Nous arrivons à Somonte, entre Séville et Cordoue, en même temps que la patrouille quotidienne de la Garde civile. Les pandores viennent harceler le petit groupe d’irréductibles « jornaleros » (ouvriers agricoles) qui occupent cette propriété (540 hectares) depuis le 4 mars 2012. Le gouvernement andalou, propriétaire, voulait la vendre aux enchères...

Somonte, quel joli nom pour un plateau caillouteux ! En face la Sierra Morena. C’est tout.

Un lieu de nulle part. Pepe, Francisco, Rafa, Beatriz... qui nous accueillent, vivent ici dans des conditions très dures et précaires, l’occupation au quotidien. Sur les murs des quelques bâtiments, des slogans : « Somonte, para el pueblo » (Somonte pour le peuple), et une citation de prêtre militant Diamantino Garcia, l’un des fondateurs du SOC (Syndicat des ouvriers agricoles) dans les années 1970 : « Il n’y a pas de causes perdues, il n’y a que des causes difficiles, mais tellement justes qu’un jour nous les gagnerons. » Dans ce paysage ratatiné par le soleil, la « huerta » (le potager) apparaît encore plus verte.

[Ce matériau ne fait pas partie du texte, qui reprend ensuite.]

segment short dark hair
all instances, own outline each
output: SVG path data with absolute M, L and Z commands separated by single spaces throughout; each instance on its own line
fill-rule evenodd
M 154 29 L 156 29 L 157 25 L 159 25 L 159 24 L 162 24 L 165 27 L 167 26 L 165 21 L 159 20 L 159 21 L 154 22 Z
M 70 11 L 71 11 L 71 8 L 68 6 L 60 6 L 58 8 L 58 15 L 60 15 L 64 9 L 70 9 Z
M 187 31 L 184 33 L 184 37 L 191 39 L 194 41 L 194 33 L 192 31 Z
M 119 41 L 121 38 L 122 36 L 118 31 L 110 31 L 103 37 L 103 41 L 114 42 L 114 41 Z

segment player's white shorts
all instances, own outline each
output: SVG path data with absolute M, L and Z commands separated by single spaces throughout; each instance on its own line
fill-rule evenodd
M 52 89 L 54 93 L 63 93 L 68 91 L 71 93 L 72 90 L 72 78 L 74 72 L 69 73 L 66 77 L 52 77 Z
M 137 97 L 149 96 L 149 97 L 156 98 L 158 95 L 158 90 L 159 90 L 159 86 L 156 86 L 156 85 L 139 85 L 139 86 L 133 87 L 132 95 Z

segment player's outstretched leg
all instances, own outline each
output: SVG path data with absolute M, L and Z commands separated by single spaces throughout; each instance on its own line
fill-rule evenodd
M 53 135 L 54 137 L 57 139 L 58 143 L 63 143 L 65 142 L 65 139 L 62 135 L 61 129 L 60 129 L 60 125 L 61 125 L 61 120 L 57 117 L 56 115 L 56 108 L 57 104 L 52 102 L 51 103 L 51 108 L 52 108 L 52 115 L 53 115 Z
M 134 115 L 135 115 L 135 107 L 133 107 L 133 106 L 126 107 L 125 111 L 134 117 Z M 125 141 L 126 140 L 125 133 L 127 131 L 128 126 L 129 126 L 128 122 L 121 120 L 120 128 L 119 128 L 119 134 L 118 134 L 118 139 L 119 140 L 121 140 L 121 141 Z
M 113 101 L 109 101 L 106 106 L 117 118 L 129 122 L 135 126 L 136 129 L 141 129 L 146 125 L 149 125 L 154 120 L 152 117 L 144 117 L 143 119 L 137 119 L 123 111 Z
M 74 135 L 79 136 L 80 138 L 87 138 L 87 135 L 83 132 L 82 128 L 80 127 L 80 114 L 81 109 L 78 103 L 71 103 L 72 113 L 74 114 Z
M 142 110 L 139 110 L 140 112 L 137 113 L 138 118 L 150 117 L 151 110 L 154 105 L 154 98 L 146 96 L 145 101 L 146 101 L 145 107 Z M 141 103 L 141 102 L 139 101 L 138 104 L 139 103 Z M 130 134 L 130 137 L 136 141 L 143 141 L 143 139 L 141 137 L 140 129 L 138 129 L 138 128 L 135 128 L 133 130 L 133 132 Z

Des alignements impeccables de pieds de tomates, de poivrons, de laitues, et au loin un tracteur rebelle, qui prépare la terre pour semer la « cebada » (l’orge) et le blé. Une quarantaine de brebis indisciplinées paissent à leur guise. Un âne surveille ce qui n’est pas un troupeau. Les villages environnants (La Campana, Posada, Fuente, Palma del Río), d’une blancheur aveuglante, majoritairement dirigés par Izquierda Unida, semblent peu concernés.

Les « Sans Terre » du SAT (Syndicat Andalou des Travailleurs) ne revendiquent pas la terre pour eux ; ils veulent qu’elle soit publique. Ils demandent au gouvernement andalou de leur céder Somonte, pour pouvoir y travailler. Le SAT, comme Izquierda Unida lors de la campagne aux élections (autonomiques), propose la création d’une « Banque publique de la terre », une sorte de « bourse de la terre », afin qu’elle soit gérée par des coopératives, par des projets municipaux, par la Junte (gouvernement andalou actuellement PSOE/IU), etc.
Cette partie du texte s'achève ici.